Чтение онлайн

ЖАНРЫ

Шрифт:

— Дурная веселящая вода?

— Совсем немного, — весело ответил Сундбек. — Ровно столько, сколько нужно для здоровья и хорошего самочувствия после такой бани.

По мере того как проходила банная усталость и слабость, тело обретало необыкновенную упругость и легкость, и в голове становилось как-то свободно, словно чудесным образом увеличилось пространство для мыслей.

Один за другим в кают-компанию приходили члены экспедиции, и каждый выражал восхищение и удивление новым обликом Кагота.

— Да вы просто красивый мужчина, Кагот. — заключил общие восторги Амундсен. — Я и не ожидал, что простая баня вас так преобразит.

Каюта Кагота помещалась недалеко от его рабочего места — камбуза. Она представляла собой такое же помещение, какое занимали все члены экспедиции, за исключением самого начальника, чья каюта была составлена из двух и несколько иначе меблирована. Когда Кагота оставили одного, он первым делом отогнул одеяло и обнаружил под ним снежно-белую простыню. Приложив

ладонь, он отнял ее и посмотрел: по-прежнему чисто. Такой же белой была и подушка. Да, это совсем не то, что на «Белинде». Там на жестком деревянном ложе лежало неопределенного цвета одеяло — и больше ничего, ни подушки, ни тем более, белой материи.
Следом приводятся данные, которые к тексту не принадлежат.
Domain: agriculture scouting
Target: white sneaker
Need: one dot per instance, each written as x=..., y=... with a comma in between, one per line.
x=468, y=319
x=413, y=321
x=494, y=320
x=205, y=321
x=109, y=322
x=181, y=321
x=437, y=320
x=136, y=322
Вечером, перед тем как ложиться, Кагот осторожно снял обе простыни, наволочку и все это аккуратно сложил в стенной шкафчик. На непривычной поначалу постели не спалось. Вспоминалось плавание на «Белинде», страх перед неизведанным, который, в общем, оказался преувеличенным, и вот теперь новое возвращение на корабль. Амундсен договорился с ним о работе пока только до весны, точнее до освобождения «Мод» из ледового плена. Но, как понял Кагот, намерение Амундсена вмерзнуть в лед и продрейфовать до самой вершины земного шара оставалось в силе, и был намек на то, что, возможно, и Кагот сможет пробыть на корабле столько, сколько нужно до достижения главной цели экспедиции. Интересно, каково там, на вершине Земли? Амундсен и некоторые из его теперешних товарищей уже побывали на самом нижнем конце Земли, на Южном полюсе. Как они там удержались и не попадали вниз, в бездну, непонятно, да и расспрашивать об этом как-то неловко. Но придет момент — и можно будет поинтересоваться, как это им удалось. Видно, они — как мухи, которые по потолку ходят, на это время какие-то приспособления придумали. Но столько времени вниз головой пробыть — это, видимо, очень тяжело! А вот на Северном полюсе, должно быть, куда интереснее! Наверное, вид оттуда — голова закружится! Во все стороны, куда ни глянь, будет видна вся остальная земля — и чукотская, и русская, и американская!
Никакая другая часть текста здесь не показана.